The bed and bedroom that Isaac graciously turned to over to us.
The kitchen and dining area.
Each morning I sat in a special wooden glider with my tea and journal, attempting to capture the previous days events on paper.
This wooden glider helped facilitate Michele's morning tea ritual.
We often ate dinner out and Isaac knew a wide array of interesting places to go. He took care of ordering the food and we usually had many dishes in the middle of the table, from which we all shared. For me eating or stopping eating had nothing to do with hunger or satiation. I simply ate because delicious food was in front of me. And it was so inexpensive!Phuket is an island off the southern end of Thailand and known worldwide, at least among divers, as the go-to place. It has an international airport, 5-star resorts, beautiful beaches and incredible diving spots. We flew into the airport and spent some time on a couple different beaches swooning at the beauty of the shining moon or setting sun. One evening we had drinks and played cards at a beautiful beach resort, with water lapping a few feet away. We were celebrating Isaac’s receipt of his Dive Master certificate, the culmination of a 10-year pursuit. Unfortunately due to the monsoon rains, the waters were too turbulent to snorkel.
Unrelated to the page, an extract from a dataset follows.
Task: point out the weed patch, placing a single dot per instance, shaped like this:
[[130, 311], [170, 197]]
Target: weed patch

Buddhism is widespread in Thailand and plays a large part in the lives of many of its people. Many homes have shrines to the Buddha where offerings are made. . .
A Buddhist shrine in the middle of the street.
. . . and elaborate Buddhist temples are as common as churches are in the U.S.
Wat Ladthiwanaram, a Buddhist temple near Isaac's apartment.
There was a temple near Isaac’s apartment called Wat Chalong that we walked to one day.
Wat Chalong, also near Isaac's apartment.
Turned out to be the day of the Buddah’s birthday celebration, an important holiday. There were many visitors and vendors on the temple grounds. People bought flowers and incense to leave on the alters in the temples. Bags of food were fed to the ravenous catfish in the lake bordering the grounds. Some of the vendors, strangely, were selling plastic water-filled bags containing fish, eels or frogs. Several were selling caged birds.
Vendors in the Wat Chalong complex, closing up shop at the end of Buddha's birthday celebration.
People would buy animals from these vendors, take them to the lake that bordered the temple complex, and then set them free in the lake (or the air) in honor of the Buddha’s birthday.
A woman about to release a small black bird, in her hands, in honor of the birthday of the Buddha.
We sat by the lake for a while sipping coconut water . . .
Another (gasp!) selfie, taken by the lake next to Wat Chalong.
. . . and watching the faithful release their live offerings back into the wild.
Celebrants releasing fish, eels and frogs into the lake bordering Wat Chalong, (except for one person looking at his Smartphone).